Ces voies d’accès, longues de 960 mètres au total sur les deux rives, sont conçues avec un profil en travers de 1×2 voies de 3,5 mètres chacune, complétées par deux accotements de 1,5 mètre de part et d’autre. La structure de la chaussée repose sur une couche de fondation en grave latéritique de 25 cm d’épaisseur, surmontée d’une couche de base en grave concassée 0/31,5 de 20 cm, et enfin d’une couche de roulement en béton bitumineux de 5 cm.

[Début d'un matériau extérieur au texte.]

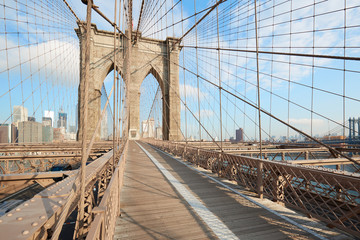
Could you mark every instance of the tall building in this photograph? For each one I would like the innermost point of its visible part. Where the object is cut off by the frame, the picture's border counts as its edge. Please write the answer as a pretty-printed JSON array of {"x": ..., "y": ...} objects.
[
  {"x": 8, "y": 133},
  {"x": 31, "y": 119},
  {"x": 47, "y": 121},
  {"x": 158, "y": 133},
  {"x": 47, "y": 130},
  {"x": 51, "y": 115},
  {"x": 104, "y": 133},
  {"x": 29, "y": 132},
  {"x": 62, "y": 122},
  {"x": 148, "y": 128},
  {"x": 239, "y": 135},
  {"x": 20, "y": 114},
  {"x": 76, "y": 117}
]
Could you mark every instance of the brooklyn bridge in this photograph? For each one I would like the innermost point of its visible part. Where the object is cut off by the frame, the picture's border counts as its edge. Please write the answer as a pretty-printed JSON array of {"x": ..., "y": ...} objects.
[{"x": 179, "y": 119}]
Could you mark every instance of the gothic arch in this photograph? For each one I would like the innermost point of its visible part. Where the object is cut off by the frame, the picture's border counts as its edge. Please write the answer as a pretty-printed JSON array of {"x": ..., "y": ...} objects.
[{"x": 148, "y": 56}]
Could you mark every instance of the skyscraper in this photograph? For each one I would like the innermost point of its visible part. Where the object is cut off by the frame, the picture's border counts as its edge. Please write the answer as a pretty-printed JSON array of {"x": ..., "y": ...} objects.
[
  {"x": 148, "y": 128},
  {"x": 239, "y": 135},
  {"x": 62, "y": 122},
  {"x": 50, "y": 114},
  {"x": 30, "y": 132},
  {"x": 20, "y": 114}
]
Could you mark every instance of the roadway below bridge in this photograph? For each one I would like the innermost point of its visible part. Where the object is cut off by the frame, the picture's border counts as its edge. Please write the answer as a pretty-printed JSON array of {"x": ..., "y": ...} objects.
[{"x": 166, "y": 198}]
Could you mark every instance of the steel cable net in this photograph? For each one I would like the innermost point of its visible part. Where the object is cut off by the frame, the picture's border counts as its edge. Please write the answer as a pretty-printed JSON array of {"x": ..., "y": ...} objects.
[
  {"x": 39, "y": 71},
  {"x": 106, "y": 131},
  {"x": 308, "y": 58}
]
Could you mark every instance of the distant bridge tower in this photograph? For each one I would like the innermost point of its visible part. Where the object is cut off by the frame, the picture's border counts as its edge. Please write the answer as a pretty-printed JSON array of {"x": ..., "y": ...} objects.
[{"x": 148, "y": 56}]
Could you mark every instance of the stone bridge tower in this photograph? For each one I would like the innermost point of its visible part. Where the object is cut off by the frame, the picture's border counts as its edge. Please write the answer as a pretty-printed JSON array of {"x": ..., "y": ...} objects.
[{"x": 148, "y": 56}]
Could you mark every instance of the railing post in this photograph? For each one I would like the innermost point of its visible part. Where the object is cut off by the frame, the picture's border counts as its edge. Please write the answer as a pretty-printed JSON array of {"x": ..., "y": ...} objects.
[{"x": 260, "y": 182}]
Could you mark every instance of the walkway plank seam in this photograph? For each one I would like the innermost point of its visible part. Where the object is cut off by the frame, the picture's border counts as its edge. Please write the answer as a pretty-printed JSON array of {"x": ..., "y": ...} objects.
[{"x": 153, "y": 209}]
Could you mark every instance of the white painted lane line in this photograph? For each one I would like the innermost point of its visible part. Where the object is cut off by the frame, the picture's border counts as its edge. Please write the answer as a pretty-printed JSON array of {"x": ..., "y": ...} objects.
[
  {"x": 213, "y": 222},
  {"x": 249, "y": 199}
]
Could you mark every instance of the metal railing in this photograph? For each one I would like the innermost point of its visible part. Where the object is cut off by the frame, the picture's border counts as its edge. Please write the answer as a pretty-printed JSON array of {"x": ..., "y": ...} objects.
[
  {"x": 329, "y": 195},
  {"x": 104, "y": 222},
  {"x": 41, "y": 214}
]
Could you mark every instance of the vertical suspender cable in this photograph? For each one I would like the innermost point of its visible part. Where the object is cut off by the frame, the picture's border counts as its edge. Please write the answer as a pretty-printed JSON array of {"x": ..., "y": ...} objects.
[
  {"x": 114, "y": 97},
  {"x": 219, "y": 62},
  {"x": 259, "y": 167},
  {"x": 197, "y": 73},
  {"x": 84, "y": 95}
]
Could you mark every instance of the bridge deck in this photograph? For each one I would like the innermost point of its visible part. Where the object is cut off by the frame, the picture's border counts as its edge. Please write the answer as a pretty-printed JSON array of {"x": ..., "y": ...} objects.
[{"x": 154, "y": 207}]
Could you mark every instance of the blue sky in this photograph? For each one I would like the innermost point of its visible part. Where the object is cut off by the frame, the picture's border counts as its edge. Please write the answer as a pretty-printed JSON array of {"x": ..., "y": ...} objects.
[{"x": 237, "y": 69}]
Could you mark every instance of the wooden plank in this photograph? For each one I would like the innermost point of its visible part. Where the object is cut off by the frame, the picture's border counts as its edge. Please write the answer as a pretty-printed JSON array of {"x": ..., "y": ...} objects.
[
  {"x": 152, "y": 209},
  {"x": 150, "y": 206}
]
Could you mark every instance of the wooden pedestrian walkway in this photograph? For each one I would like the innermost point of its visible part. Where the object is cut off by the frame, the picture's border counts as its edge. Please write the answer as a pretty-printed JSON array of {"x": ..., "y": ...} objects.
[{"x": 164, "y": 199}]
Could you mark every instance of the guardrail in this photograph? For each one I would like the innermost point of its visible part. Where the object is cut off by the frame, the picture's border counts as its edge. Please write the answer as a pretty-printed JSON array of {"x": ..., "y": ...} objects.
[
  {"x": 37, "y": 218},
  {"x": 109, "y": 208},
  {"x": 329, "y": 195}
]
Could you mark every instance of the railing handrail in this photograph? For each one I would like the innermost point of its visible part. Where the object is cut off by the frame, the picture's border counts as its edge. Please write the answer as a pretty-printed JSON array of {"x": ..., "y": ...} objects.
[
  {"x": 98, "y": 229},
  {"x": 306, "y": 188}
]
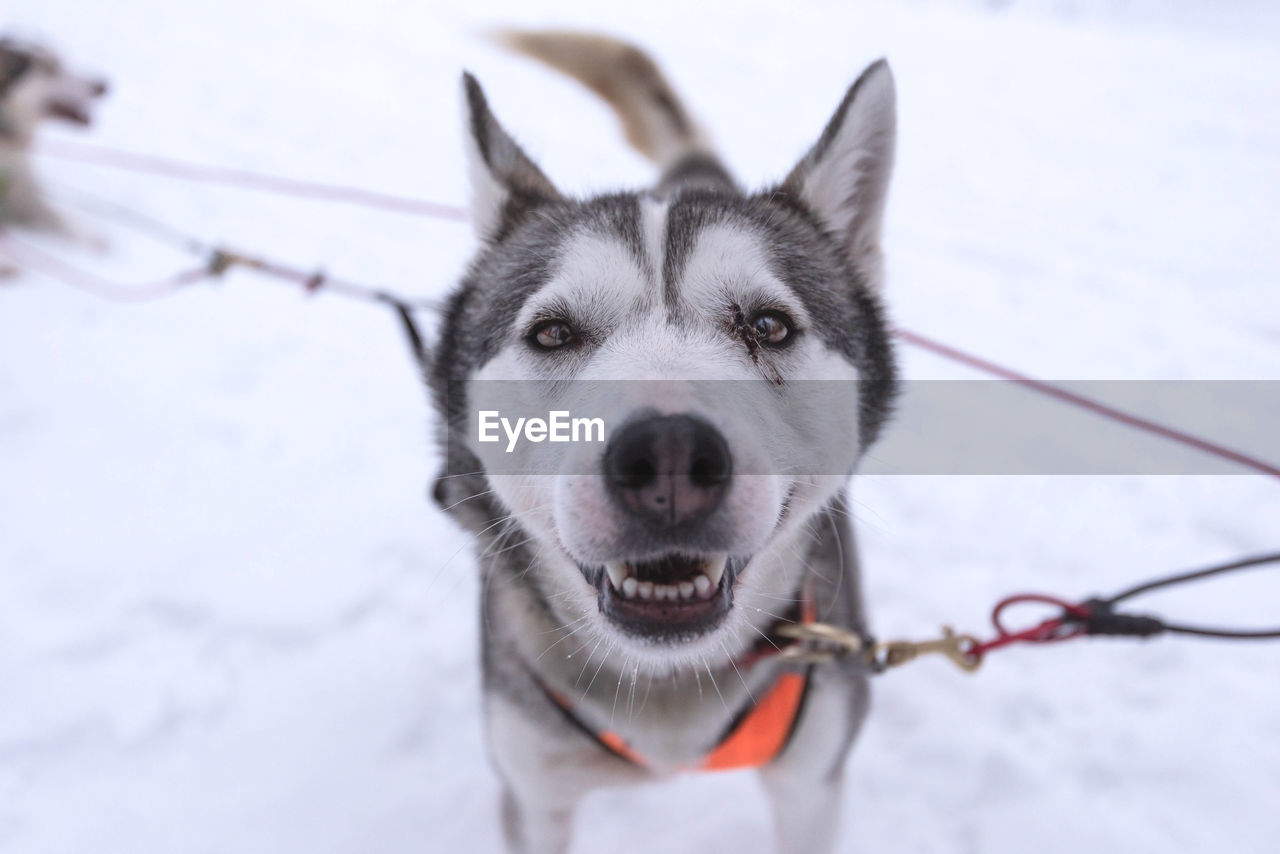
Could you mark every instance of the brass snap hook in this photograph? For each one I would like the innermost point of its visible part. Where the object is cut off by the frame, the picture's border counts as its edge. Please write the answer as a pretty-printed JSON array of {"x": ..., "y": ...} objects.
[{"x": 958, "y": 648}]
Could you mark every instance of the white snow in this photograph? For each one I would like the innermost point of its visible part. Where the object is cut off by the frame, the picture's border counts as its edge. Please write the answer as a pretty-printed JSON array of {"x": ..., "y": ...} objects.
[{"x": 229, "y": 621}]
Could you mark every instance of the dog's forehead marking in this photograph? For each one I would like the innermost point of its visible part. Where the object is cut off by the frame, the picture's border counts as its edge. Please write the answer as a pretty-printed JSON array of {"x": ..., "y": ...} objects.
[
  {"x": 728, "y": 264},
  {"x": 598, "y": 274}
]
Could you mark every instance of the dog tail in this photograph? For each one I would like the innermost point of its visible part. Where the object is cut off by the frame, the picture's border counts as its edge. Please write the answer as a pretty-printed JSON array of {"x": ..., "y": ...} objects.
[{"x": 653, "y": 117}]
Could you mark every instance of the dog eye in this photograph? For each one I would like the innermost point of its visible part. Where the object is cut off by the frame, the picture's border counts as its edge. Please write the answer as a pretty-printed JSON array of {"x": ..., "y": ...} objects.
[
  {"x": 772, "y": 328},
  {"x": 552, "y": 334}
]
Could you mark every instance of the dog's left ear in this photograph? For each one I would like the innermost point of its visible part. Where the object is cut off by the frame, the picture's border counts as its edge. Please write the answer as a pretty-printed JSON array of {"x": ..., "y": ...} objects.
[
  {"x": 504, "y": 182},
  {"x": 844, "y": 178}
]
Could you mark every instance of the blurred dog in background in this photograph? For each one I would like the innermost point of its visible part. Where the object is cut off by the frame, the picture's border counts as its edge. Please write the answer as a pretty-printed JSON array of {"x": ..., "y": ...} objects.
[{"x": 35, "y": 86}]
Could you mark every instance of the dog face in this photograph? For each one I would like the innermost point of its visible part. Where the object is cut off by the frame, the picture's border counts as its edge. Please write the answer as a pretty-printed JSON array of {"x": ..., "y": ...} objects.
[
  {"x": 735, "y": 343},
  {"x": 36, "y": 86}
]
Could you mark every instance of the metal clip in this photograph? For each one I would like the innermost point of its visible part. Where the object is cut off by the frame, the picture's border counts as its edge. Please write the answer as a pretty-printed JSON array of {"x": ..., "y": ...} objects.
[
  {"x": 958, "y": 648},
  {"x": 821, "y": 642}
]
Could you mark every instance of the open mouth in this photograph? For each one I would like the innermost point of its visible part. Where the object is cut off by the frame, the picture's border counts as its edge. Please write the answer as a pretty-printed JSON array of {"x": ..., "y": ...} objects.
[
  {"x": 69, "y": 110},
  {"x": 672, "y": 594}
]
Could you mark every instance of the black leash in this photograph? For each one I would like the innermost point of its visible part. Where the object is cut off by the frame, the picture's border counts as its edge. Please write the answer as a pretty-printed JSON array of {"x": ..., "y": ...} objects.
[{"x": 1097, "y": 616}]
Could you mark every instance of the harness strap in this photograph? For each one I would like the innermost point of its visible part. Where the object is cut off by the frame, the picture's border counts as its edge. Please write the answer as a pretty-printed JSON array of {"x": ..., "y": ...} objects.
[{"x": 755, "y": 736}]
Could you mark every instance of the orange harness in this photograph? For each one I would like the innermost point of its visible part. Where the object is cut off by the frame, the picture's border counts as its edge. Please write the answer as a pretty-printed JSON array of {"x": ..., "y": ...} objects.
[{"x": 757, "y": 736}]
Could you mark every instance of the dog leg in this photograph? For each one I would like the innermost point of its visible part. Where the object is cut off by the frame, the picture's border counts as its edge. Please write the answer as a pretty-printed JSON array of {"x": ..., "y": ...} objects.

Concernant l’ouvrage principal enjambant le fleuve Nyong, les travaux sont également arrivés à la phase des finitions. Selon les responsables du ministère des Travaux publics, le pont de Malombo devrait être livré avant les délais contractuels, soit environ huit mois avant la date prévue. Au 11 juin, les eaux du Nyong ont libéré l’ouvrage long de 160 mètres, dont la chaussée ne nécessite plus que la signalisation. Les travées, achevées depuis plusieurs mois, soutiennent désormais la structure mixte bipoutre acier-béton qui permettra de franchir le fleuve en toute sécurité.
L’entreprise CFHEC se concentre désormais sur la finalisation des travaux pour préparer la livraison du projet, supervisé par le groupement INTEGC/GENERAL ENGINEERING en tant que mission de contrôle. Le maître d’ouvrage, le ministre des Travaux publics, a assuré un suivi rigoureux tout au long du chantier.
Le déroulement du projet n’a pas été sans embûches : débats sur l’emplacement de la base-vie, difficultés d’acclimatation du personnel, vols de carburant dans les citernes, actions parfois hostiles de riverains, retards de paiement des décomptes, pluies diluviennes et crues du fleuve. Malgré ces obstacles, l’entreprise a tenu son engagement de livrer l’ouvrage avant l’échéance, conformément aux instructions du maître d’ouvrage.